Enquanto se junta nessa empreitada, o protagonista vai absorvendo as histórias inúmeras desses personagens que habitam a vila, nela plantaram sua história e dela colhem seu último leito. A grande maioria inventa fantasia e ficções para passar o tempo, se entretem com a fofoca, se ludibria com fantasmas e contempla o canto da fadista de noite quando ela não estava aos amores com outro homem. Se dilata por aquelas casas abandonadas múltiplas possibilidades de vida que vão inundando os olhos curiosos e invasores do nosso narrador.
É claro, assim como as datas estão anunciadas e a dupla de trabalhadores opta por não intervir, sabemos que aquele vilarejo está com os dias contados, que a morte é tão inescapável para as cidades quanto para as pessoas. A morte não é uma informação distante de estatística televisiva, mas um acontecimento avizinhado, na próxima esquina. É preciso encará-la de frente enquanto se frente. Há mortes acidentais, fulminantes, trágicas, improváveis (uma família inteira morrendo de combustão espontânea), deliberadas. Mas por mais pesaroso que seja, o texto do Rui Couceiro opta por uma ótica muito menos lamuriosa, entendendo a naturalidade daqueles eventos e provocando sentimentos contraditórios ao terço final, onde grande preocupação de Baiôa é empurrar o protagonista para experimentar a vida de outras formas, levando-o a encontrar uma mulher por quem se inunda de esperanças e futuros.
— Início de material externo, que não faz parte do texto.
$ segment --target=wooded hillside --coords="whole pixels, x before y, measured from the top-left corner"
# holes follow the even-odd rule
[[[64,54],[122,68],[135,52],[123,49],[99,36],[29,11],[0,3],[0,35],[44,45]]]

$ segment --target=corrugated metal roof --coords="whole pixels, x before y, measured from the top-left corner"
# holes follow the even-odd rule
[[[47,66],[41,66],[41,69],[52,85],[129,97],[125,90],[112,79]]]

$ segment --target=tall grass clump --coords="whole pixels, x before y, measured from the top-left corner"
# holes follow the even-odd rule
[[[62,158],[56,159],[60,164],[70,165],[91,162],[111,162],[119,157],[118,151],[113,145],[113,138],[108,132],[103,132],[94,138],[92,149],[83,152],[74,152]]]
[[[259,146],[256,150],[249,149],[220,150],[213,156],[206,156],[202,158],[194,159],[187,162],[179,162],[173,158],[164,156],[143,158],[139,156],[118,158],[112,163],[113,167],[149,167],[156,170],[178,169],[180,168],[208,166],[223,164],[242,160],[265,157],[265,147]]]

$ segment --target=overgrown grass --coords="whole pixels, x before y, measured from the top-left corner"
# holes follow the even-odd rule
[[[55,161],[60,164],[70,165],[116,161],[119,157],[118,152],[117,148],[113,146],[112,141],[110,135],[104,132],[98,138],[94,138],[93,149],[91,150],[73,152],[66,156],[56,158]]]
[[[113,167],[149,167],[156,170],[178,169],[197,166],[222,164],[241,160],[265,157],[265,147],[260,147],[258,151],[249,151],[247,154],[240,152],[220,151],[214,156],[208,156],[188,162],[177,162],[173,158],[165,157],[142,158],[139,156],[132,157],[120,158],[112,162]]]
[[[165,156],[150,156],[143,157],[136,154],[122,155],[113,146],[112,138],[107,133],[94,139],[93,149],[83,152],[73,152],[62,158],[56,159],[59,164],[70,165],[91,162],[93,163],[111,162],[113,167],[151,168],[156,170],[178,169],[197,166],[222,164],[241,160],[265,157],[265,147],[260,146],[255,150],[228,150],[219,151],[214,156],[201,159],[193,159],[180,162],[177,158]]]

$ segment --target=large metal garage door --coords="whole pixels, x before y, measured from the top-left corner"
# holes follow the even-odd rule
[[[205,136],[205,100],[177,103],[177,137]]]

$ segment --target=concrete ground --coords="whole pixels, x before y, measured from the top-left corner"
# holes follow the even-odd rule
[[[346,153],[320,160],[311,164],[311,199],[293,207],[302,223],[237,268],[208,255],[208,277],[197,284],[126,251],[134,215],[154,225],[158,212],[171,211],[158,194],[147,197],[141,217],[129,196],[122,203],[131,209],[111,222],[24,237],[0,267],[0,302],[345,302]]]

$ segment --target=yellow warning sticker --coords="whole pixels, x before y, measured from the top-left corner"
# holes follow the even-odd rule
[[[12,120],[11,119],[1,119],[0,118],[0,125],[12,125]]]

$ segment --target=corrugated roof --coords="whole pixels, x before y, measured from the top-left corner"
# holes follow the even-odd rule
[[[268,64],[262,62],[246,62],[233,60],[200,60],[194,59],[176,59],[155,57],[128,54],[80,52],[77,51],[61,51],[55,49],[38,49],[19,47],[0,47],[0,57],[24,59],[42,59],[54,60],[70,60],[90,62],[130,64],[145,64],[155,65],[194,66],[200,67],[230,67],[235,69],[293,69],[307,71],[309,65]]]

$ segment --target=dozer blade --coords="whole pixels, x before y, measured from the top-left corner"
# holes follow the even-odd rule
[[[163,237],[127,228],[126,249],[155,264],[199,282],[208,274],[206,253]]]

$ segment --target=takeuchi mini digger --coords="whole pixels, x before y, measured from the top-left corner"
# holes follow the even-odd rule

Assim, o próprio protagonista trafega numa certa culpa de estar, ao mesmo tempo, cheio de vida e morte, otimista por toda vida que virá e sentido pela morte que não pôde evitar até um fim derradeiro que só poderia ocorrer pelas suas mãos. Desse vilarejo em Gorda-e-Feia, tão maltratado pela erosão, mas tão bem cuidado pela memória, ao final, a grama rasga os azulejos, abraça as paredes e desmonta a civilização. Ali vão se criar ninhos, alimentar filhotes e desabrochar cores na próxima primavera. A vida é consequência direta da morte.